20 year Cost analysis: $ 7.85 / year 2018 $10.29 / year 2023 (31% increase
over 2018) $13.49 / year 2029 (72% increase over 2018) $17.68 / year 2035
(125% increase over 2018) $23.17 / year 2041 (195% increase over 2018)

I am aware that the 7% is a maximum per year for each of the four years and,
theoretically, there could be no increase or a sub 7% increase some years,
however, I have little faith on this being the norm and, most certainly,
CANNOT plan on it being any less than the full 7% in any fiscal plans made.

I understand it would be extremely difficult for you to create a regulation
that would charge businesses more and individuals less, however, that may be
what is required at this time.
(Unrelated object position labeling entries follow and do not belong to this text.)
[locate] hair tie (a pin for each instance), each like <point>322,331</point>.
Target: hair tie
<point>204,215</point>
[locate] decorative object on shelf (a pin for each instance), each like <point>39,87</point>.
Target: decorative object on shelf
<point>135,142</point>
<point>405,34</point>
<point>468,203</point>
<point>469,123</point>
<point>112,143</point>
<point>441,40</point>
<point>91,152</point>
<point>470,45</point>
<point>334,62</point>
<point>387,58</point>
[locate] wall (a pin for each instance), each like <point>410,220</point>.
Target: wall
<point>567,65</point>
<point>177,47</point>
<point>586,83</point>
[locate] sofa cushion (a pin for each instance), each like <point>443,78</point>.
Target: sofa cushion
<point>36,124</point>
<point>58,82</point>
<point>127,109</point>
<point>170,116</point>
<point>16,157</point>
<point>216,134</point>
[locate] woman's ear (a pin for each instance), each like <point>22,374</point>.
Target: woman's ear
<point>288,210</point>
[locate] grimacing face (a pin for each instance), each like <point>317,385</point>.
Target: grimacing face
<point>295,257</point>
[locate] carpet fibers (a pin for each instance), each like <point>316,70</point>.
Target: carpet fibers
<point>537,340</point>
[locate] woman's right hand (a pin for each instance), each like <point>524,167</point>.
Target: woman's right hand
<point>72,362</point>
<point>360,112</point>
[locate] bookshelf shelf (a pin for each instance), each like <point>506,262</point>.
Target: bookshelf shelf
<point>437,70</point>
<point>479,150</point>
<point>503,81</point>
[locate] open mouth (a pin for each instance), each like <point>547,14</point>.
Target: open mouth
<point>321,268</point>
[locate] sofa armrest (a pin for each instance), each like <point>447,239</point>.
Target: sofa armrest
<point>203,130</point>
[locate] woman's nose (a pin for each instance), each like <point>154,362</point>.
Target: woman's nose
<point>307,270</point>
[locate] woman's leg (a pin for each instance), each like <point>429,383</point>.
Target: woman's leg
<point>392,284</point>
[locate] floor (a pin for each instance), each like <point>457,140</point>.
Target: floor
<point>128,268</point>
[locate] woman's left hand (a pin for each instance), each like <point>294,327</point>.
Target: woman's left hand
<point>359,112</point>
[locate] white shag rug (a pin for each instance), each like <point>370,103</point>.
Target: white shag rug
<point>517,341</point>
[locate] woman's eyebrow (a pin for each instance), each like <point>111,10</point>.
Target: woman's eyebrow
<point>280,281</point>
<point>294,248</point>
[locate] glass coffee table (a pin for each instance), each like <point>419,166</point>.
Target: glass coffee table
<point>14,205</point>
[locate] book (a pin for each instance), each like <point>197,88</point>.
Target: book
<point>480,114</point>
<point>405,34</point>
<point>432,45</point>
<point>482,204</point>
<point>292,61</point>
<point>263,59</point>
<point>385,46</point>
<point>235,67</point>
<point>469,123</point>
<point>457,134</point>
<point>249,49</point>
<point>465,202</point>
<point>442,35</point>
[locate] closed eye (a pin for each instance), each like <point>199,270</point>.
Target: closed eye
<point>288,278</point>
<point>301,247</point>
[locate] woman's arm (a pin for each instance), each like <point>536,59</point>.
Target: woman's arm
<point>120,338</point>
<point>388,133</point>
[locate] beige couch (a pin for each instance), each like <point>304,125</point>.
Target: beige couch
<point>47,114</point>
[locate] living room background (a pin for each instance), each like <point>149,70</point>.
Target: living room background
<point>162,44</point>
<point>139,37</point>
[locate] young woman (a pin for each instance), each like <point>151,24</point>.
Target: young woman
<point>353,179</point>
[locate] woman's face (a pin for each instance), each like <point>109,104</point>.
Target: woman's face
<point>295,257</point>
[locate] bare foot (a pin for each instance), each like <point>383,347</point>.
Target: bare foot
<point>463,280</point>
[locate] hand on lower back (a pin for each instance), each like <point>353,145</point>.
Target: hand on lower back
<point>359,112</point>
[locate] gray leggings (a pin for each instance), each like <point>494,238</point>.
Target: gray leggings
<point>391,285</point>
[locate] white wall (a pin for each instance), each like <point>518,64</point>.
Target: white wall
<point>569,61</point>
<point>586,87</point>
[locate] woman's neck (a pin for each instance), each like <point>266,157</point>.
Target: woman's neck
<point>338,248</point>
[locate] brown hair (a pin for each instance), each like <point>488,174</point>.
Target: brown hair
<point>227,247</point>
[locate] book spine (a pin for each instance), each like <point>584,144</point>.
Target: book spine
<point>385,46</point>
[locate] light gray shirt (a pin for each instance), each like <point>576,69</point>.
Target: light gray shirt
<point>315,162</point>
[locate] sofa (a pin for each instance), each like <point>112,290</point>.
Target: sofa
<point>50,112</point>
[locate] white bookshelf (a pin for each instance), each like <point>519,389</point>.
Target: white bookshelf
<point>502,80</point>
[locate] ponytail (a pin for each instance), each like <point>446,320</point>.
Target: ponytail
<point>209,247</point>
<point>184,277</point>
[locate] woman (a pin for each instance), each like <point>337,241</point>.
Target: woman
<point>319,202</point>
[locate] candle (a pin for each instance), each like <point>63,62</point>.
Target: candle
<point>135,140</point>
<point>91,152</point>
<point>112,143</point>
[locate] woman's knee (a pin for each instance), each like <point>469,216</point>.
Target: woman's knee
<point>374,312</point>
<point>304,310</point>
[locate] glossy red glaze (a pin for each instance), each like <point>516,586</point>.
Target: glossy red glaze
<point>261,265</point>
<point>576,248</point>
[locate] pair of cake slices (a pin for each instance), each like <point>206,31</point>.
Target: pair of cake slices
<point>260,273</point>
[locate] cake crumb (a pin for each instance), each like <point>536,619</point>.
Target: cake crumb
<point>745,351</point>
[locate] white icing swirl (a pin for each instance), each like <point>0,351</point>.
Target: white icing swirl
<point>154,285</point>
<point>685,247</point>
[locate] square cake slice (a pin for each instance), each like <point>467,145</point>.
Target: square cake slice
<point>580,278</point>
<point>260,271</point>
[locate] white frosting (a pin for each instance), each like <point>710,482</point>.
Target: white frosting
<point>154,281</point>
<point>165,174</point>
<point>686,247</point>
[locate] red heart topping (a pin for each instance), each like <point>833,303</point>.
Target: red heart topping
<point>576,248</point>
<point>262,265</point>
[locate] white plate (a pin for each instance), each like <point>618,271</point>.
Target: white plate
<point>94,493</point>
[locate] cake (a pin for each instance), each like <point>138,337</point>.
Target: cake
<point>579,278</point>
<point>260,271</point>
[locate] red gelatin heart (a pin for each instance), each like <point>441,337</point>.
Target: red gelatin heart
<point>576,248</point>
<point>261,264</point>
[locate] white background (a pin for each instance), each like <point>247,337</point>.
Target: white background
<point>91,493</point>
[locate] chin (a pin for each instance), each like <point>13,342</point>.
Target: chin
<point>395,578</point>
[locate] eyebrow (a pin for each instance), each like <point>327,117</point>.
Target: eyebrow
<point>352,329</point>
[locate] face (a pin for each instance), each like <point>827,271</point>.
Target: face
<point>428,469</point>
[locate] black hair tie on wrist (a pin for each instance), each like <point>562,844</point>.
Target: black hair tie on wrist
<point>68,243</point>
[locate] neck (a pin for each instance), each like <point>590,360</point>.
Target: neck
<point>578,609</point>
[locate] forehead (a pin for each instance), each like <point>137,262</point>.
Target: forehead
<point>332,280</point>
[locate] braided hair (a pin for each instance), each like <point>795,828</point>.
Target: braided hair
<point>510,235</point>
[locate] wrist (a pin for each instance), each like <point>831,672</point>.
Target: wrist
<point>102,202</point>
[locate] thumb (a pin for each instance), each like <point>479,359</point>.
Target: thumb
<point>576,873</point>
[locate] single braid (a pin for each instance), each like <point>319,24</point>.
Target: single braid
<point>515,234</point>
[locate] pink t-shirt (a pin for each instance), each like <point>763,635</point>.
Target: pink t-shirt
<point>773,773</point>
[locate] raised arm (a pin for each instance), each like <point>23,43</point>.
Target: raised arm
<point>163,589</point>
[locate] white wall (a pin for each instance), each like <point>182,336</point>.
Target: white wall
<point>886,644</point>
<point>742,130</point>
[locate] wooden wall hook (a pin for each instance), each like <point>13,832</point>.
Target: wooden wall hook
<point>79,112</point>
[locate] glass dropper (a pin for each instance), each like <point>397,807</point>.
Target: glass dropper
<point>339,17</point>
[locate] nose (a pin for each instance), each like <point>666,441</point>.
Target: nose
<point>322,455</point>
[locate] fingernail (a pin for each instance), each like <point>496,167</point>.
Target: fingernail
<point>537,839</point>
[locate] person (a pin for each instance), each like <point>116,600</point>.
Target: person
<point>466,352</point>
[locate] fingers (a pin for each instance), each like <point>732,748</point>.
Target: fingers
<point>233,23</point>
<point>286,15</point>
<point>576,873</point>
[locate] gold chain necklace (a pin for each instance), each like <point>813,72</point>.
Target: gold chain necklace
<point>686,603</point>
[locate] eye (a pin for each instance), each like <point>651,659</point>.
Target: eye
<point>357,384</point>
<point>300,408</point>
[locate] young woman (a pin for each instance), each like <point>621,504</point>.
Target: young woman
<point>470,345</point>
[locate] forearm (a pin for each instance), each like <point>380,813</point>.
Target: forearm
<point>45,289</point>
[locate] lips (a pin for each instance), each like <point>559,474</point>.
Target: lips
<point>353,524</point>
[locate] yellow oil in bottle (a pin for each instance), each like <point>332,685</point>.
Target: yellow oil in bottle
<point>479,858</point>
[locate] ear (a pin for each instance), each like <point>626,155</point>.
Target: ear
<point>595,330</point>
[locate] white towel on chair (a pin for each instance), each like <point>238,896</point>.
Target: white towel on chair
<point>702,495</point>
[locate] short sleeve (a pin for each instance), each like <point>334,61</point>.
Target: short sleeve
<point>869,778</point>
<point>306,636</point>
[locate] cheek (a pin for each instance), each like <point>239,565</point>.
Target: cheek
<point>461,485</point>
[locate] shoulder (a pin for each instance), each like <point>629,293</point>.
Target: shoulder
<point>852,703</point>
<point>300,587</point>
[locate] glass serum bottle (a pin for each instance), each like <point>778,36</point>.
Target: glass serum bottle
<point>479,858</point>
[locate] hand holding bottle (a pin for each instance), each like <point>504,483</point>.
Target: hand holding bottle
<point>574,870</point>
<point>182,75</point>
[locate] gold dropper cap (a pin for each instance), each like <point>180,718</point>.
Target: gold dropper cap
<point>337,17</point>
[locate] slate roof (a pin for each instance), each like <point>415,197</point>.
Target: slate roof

This would leave a loophole for businesses to
have an individual register their domain name, however, no corporation of any
size will be willing to leave their domain names in private hands. This would
also allow fledgling businesses (aka startups) to keep their costs low at
first. Remember, many businesses have been started in individual's garages.

You may also assume that all ".com" domain names are used for, or are supposed
to be used for commercial purposes, however, this is not the case today. If
this had been defined and enforced from the beginning of the internet, this
would be a non-issue, however, to start enforcing it today would cause many
many individuals to lose their domains. Yes, there are other top level domains
they can move to, however, that doesn't alleviate the fact that they would be
losing an asset they had invested much time, money, and resources acquiring.

Please keep the annual fee very low or consider a more flexible charging
system for the .COM top level domain that will keep it accessible to
individuals and small businesses.

    
    
      Thank you,
    
      Andrew Farnsworth